October 13 roundup

  • Behind the antitrust assault on Google [Jerry Brito, Josh Wright, more]
  • Rapid rise of lawsuit lenders [WSJ] And a Searle Civil Justice Institute conference on third party financing of litigation;
  • More law firms muscle into class action against e-book publishers [PaidContent] Fifth Circuit questions cy pres [Trask] And a new edition of the Federalist Society’s Class Action Watch is out;
  • When the house painters announce they’re not leaving: “Britain plans to tighten anti-squatter laws” [NYT]
  • “Courts Call Out Copyright Trolls’ Coercive Business Model, Threaten Sanctions” [EFF] “Righthaven’s Copyright Trolling is a Bankrupt Idea” [Cit Media Law] More: Vegas Inc.
  • “Twombly is the Logical Extension of the Mathews v. Eldridge Test to Discovery” [Andrew Blair-Stanek via Volokh, Frank] “Four more reasons to love TwIqbal” [Beck] “O’Scannlain says 9th Circ has adopted ‘Iqbal lite’ pleading standard, ‘Same insufficient complaints, fewer dismissals!'” [@ScottKGraham on dissent in Starr v. County of Los Angeles, PDF]
  • Florida farms sell raw milk as (wink) “pet food” [Sun-Sentinel]

One Comment

  • On the one hand, the harassment of raw milk farmers is sad. But it’s typically a dubious (albeit fully understandable) legal strategy to engage in this kind of transparent subterfuge to try and work around a regulation or ruling with whose legality one disagrees. I know of a number of cases in different fields where angry defendants would try and use some kind of ploy like this, and the problem with it is that it looks bad to a jury and to a judge, and it harms the credibility of the defendant.
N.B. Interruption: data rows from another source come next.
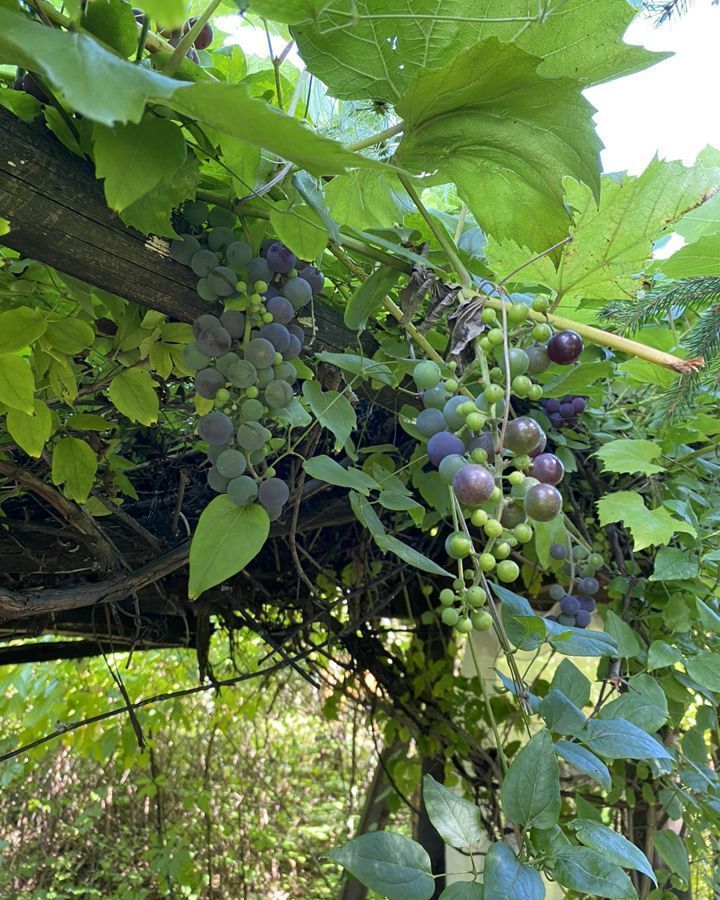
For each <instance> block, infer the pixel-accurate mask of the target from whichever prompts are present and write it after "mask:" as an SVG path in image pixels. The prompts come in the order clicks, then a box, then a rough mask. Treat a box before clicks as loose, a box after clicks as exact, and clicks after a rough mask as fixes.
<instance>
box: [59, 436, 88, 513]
mask: <svg viewBox="0 0 720 900" xmlns="http://www.w3.org/2000/svg"><path fill="white" fill-rule="evenodd" d="M96 471H97V457H96V456H95V452H94V450H93V449H92V448H91V447H90V446H89V445H88V444H86V443H85V441H81V440H80V438H73V437H65V438H60V440H59V441H57V442H56V443H55V444H54V445H53V459H52V480H53V484H64V485H65V496H66V497H68V498H69V499H70V500H77V501H78V502H79V503H84V502H85V500H87V498H88V494H89V493H90V491H91V489H92V486H93V480H94V478H95V472H96Z"/></svg>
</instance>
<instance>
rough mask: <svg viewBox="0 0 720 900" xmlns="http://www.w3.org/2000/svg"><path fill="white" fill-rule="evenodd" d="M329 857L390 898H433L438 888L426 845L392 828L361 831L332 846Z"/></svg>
mask: <svg viewBox="0 0 720 900" xmlns="http://www.w3.org/2000/svg"><path fill="white" fill-rule="evenodd" d="M328 859H331V860H332V861H333V862H336V863H338V864H339V865H341V866H342V867H343V868H345V869H347V870H348V872H350V874H351V875H354V876H355V878H357V880H358V881H361V882H362V883H363V884H364V885H365V886H366V887H369V888H370V889H371V890H373V891H377V892H378V894H380V896H381V897H387V898H389V900H429V898H430V897H432V895H433V893H434V890H435V882H434V881H433V878H432V874H431V873H432V869H431V868H430V857H429V856H428V855H427V852H426V851H425V849H424V848H423V847H421V846H420V844H417V843H416V842H415V841H411V840H410V838H406V837H403V835H401V834H394V833H393V832H391V831H379V832H375V833H373V834H361V835H360V837H357V838H354V839H353V840H352V841H349V842H348V843H347V844H345V845H344V846H342V847H336V848H335V849H334V850H331V851H330V852H329V853H328Z"/></svg>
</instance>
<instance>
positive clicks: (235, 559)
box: [188, 495, 270, 600]
mask: <svg viewBox="0 0 720 900" xmlns="http://www.w3.org/2000/svg"><path fill="white" fill-rule="evenodd" d="M269 533H270V520H269V519H268V514H267V513H266V512H265V510H264V509H263V508H262V507H261V506H259V505H258V504H256V503H253V504H251V505H249V506H236V505H235V504H234V503H233V502H232V500H230V498H229V497H227V496H225V495H222V496H220V497H215V499H214V500H211V501H210V503H209V504H208V505H207V506H206V507H205V509H204V510H203V512H202V515H201V516H200V520H199V521H198V524H197V528H196V529H195V534H194V535H193V539H192V544H191V545H190V578H189V581H188V597H189V598H190V599H191V600H196V599H197V598H198V597H199V596H200V595H201V594H202V593H203V592H204V591H206V590H208V588H211V587H215V585H216V584H221V583H222V582H223V581H227V579H228V578H232V576H233V575H237V573H238V572H241V571H242V570H243V569H244V568H245V566H246V565H247V564H248V563H249V562H250V561H251V560H253V559H254V558H255V557H256V556H257V555H258V553H259V552H260V551H261V550H262V548H263V546H264V544H265V541H266V540H267V536H268V534H269Z"/></svg>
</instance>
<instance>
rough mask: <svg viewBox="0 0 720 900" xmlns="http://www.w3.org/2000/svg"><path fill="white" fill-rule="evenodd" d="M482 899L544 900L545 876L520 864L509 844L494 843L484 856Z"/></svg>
mask: <svg viewBox="0 0 720 900" xmlns="http://www.w3.org/2000/svg"><path fill="white" fill-rule="evenodd" d="M483 882H484V886H485V893H484V897H483V900H543V898H544V896H545V886H544V884H543V880H542V876H541V875H540V873H539V872H538V871H537V869H533V868H532V866H527V865H524V864H523V863H519V862H518V861H517V858H516V856H515V853H514V852H513V850H512V848H511V847H510V846H509V845H508V844H501V843H495V844H492V845H491V846H490V849H489V850H488V852H487V856H486V857H485V869H484V876H483Z"/></svg>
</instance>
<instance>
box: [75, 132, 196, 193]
mask: <svg viewBox="0 0 720 900" xmlns="http://www.w3.org/2000/svg"><path fill="white" fill-rule="evenodd" d="M93 145H94V150H95V170H96V172H97V175H98V178H104V179H105V185H104V186H105V199H106V200H107V203H108V206H109V207H110V208H111V209H114V210H117V211H121V210H123V209H126V208H127V207H128V206H130V204H131V203H134V202H135V201H136V200H139V199H140V198H141V197H142V196H144V195H145V194H147V193H148V192H149V191H151V190H152V189H153V188H154V187H157V185H158V184H160V182H161V181H162V180H163V178H166V177H167V178H171V177H172V176H173V175H174V174H175V172H177V170H178V169H179V168H180V166H181V165H182V164H183V163H184V162H185V154H186V145H185V138H184V137H183V134H182V131H181V130H180V128H179V127H178V126H177V125H176V124H175V123H174V122H170V121H169V120H168V119H158V118H156V117H154V116H145V118H144V119H143V120H142V121H141V122H139V123H138V124H137V125H134V124H128V125H115V126H114V127H112V128H108V127H107V126H106V125H100V124H96V125H95V127H94V128H93Z"/></svg>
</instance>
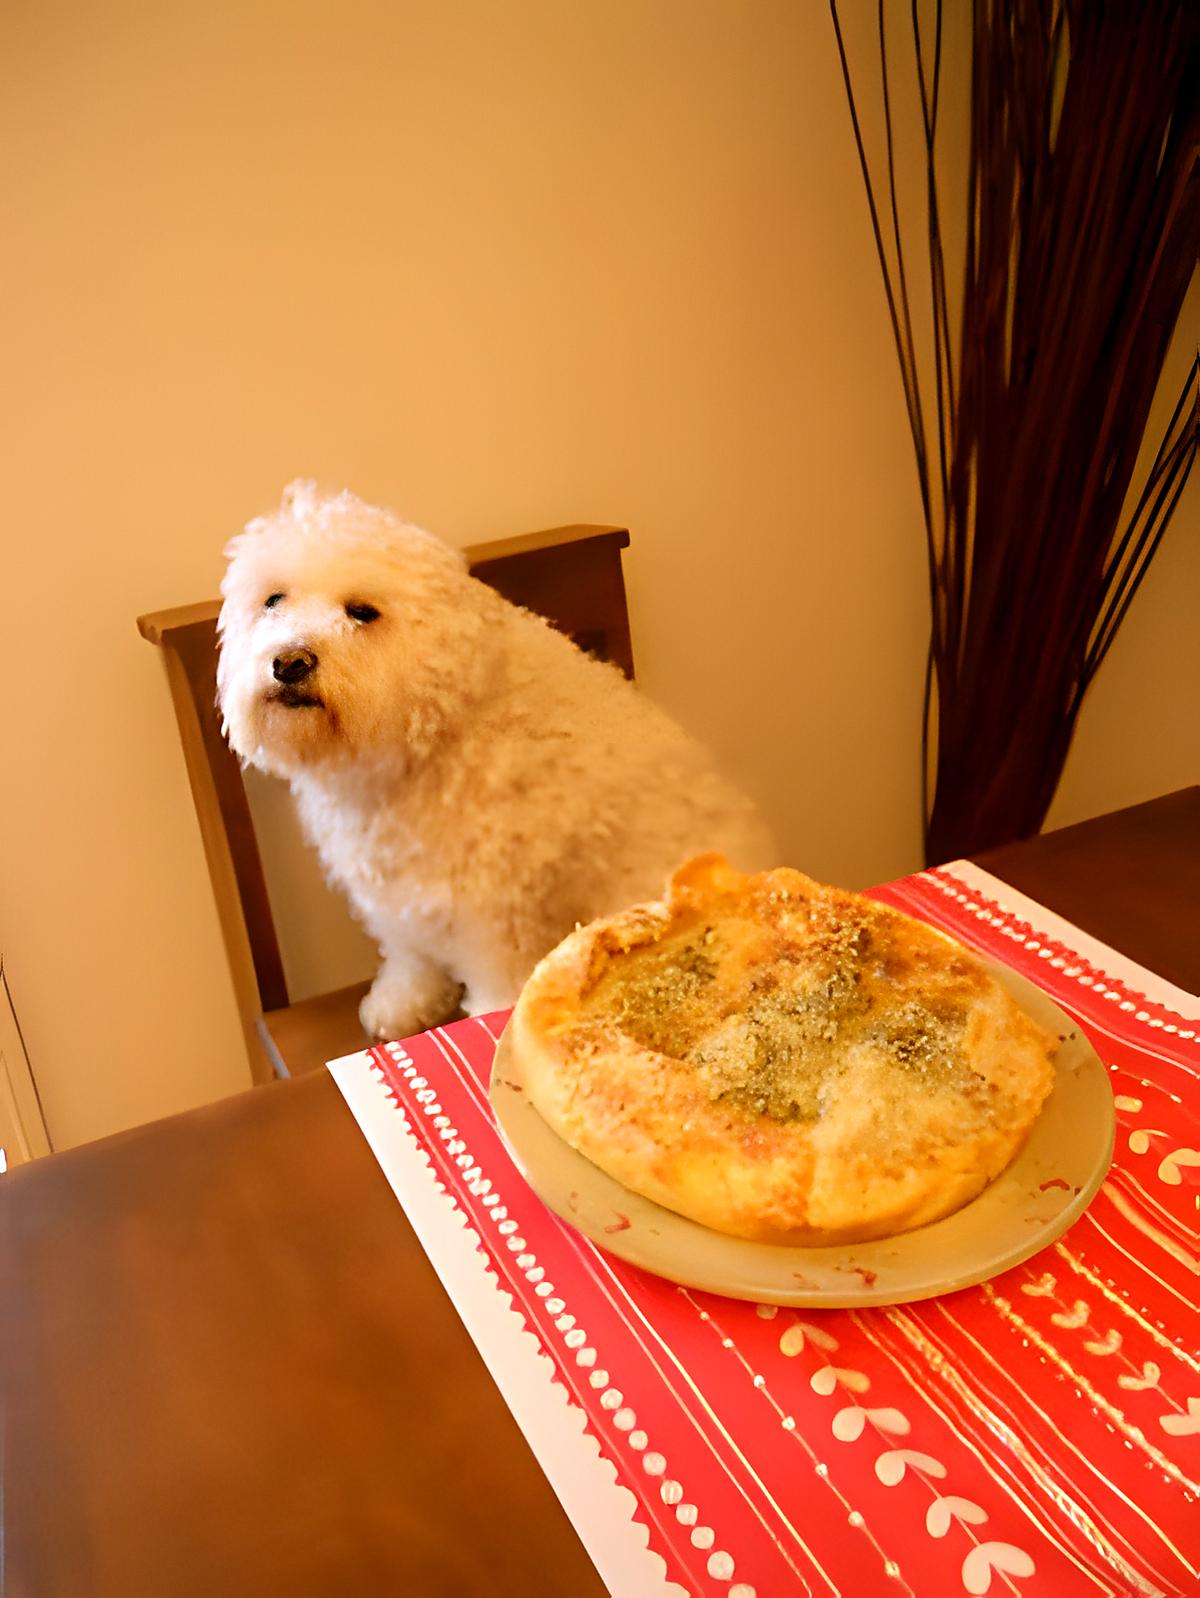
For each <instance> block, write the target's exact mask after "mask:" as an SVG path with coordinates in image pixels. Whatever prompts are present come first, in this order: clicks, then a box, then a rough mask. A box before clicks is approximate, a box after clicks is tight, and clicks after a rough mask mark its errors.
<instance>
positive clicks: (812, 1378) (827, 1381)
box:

    I don’t have a better suggestion, of course. I’ve almost never heard of a case of a small business or group of businesses defeating a federal agency in this sort of case – the best that can usually be hoped for is some indignant blog posts, witness the CPSIA posts for instance. The problem with the raw milk producers is that the legal costs of defending themselves, right or wrong, would swamp their profits for years; federal agencies, by contrast, have huge legal teams they can put on these kinds of cases forever.
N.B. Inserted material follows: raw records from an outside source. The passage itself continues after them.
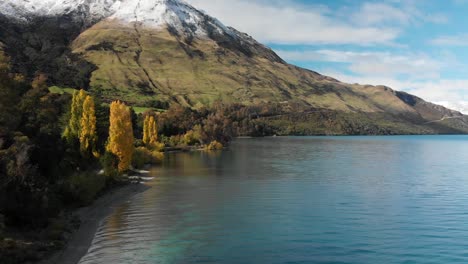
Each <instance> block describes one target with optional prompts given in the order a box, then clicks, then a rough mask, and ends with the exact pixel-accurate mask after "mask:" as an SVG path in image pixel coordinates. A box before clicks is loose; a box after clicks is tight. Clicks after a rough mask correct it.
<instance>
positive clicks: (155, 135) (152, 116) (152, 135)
mask: <svg viewBox="0 0 468 264" xmlns="http://www.w3.org/2000/svg"><path fill="white" fill-rule="evenodd" d="M143 143H144V144H145V145H146V146H147V147H155V146H156V144H157V143H158V127H157V125H156V121H155V119H154V116H153V115H147V116H146V117H145V121H144V123H143Z"/></svg>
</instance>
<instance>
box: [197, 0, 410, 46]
mask: <svg viewBox="0 0 468 264" xmlns="http://www.w3.org/2000/svg"><path fill="white" fill-rule="evenodd" d="M189 2H190V3H192V4H193V5H194V6H196V7H199V8H201V9H204V10H206V11H207V13H209V14H210V15H212V16H214V17H217V18H218V19H220V20H221V21H222V22H223V23H224V24H226V25H229V26H233V27H235V28H237V29H238V30H240V31H243V32H246V33H248V34H250V35H252V36H253V37H254V38H256V39H258V40H259V41H261V42H268V43H277V44H353V45H361V46H365V45H376V44H392V43H393V42H394V41H395V39H396V38H397V37H398V36H399V34H400V32H401V29H399V28H397V27H391V26H372V25H356V24H354V23H352V22H351V21H348V20H345V19H338V18H336V17H334V16H333V12H329V10H328V9H327V8H325V7H323V6H314V5H298V4H296V3H295V2H293V1H273V2H271V1H270V2H268V3H265V1H260V0H250V1H248V0H237V1H230V0H229V1H228V0H217V1H212V0H189Z"/></svg>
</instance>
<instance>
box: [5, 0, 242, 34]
mask: <svg viewBox="0 0 468 264" xmlns="http://www.w3.org/2000/svg"><path fill="white" fill-rule="evenodd" d="M0 13H2V14H3V15H5V16H7V17H10V18H16V19H20V20H21V21H25V22H28V21H31V19H32V18H34V17H38V16H39V17H40V16H45V17H47V16H60V15H68V14H76V15H80V16H84V17H86V18H87V19H89V20H91V21H99V20H102V19H105V18H108V19H115V20H118V21H120V22H121V23H129V24H132V23H138V24H140V25H141V26H144V27H151V28H159V27H164V26H168V27H170V28H171V29H172V30H174V29H175V30H177V31H178V32H179V33H184V34H189V35H190V36H197V37H203V36H208V35H209V34H211V33H213V32H216V33H219V34H223V33H227V34H229V35H233V32H232V30H230V29H229V28H227V27H225V26H224V25H223V24H222V23H221V22H219V21H218V20H217V19H215V18H212V17H210V16H209V15H207V14H205V13H203V12H201V11H199V10H197V9H195V8H194V7H192V6H191V5H189V4H187V3H186V2H184V1H183V0H2V1H0Z"/></svg>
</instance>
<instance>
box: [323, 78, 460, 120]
mask: <svg viewBox="0 0 468 264" xmlns="http://www.w3.org/2000/svg"><path fill="white" fill-rule="evenodd" d="M323 73H324V74H325V75H330V76H333V77H335V78H337V79H338V80H340V81H343V82H348V83H360V84H371V85H385V86H388V87H391V88H392V89H394V90H398V91H406V92H409V93H411V94H414V95H416V96H418V97H420V98H423V99H424V100H426V101H428V102H433V103H436V104H439V105H443V106H445V107H447V108H449V109H453V110H456V111H460V112H462V113H464V114H468V79H454V80H449V79H439V80H419V81H411V80H404V81H402V80H398V79H395V78H379V77H369V76H352V75H347V74H342V73H340V72H337V71H334V70H328V71H325V72H323Z"/></svg>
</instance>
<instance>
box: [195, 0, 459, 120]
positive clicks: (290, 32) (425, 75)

    I don’t mean to sound like an expert in this area of law, I’m not, and of course the raw milk producers should heed the advice of their own lawyers. That said, it still strikes me that for a bunch of farmers to believe they can legally out-maneuver the FDA strikes me as idealistic, if not quixotic. Of course, it’s probably idealists who get into farming in the first place.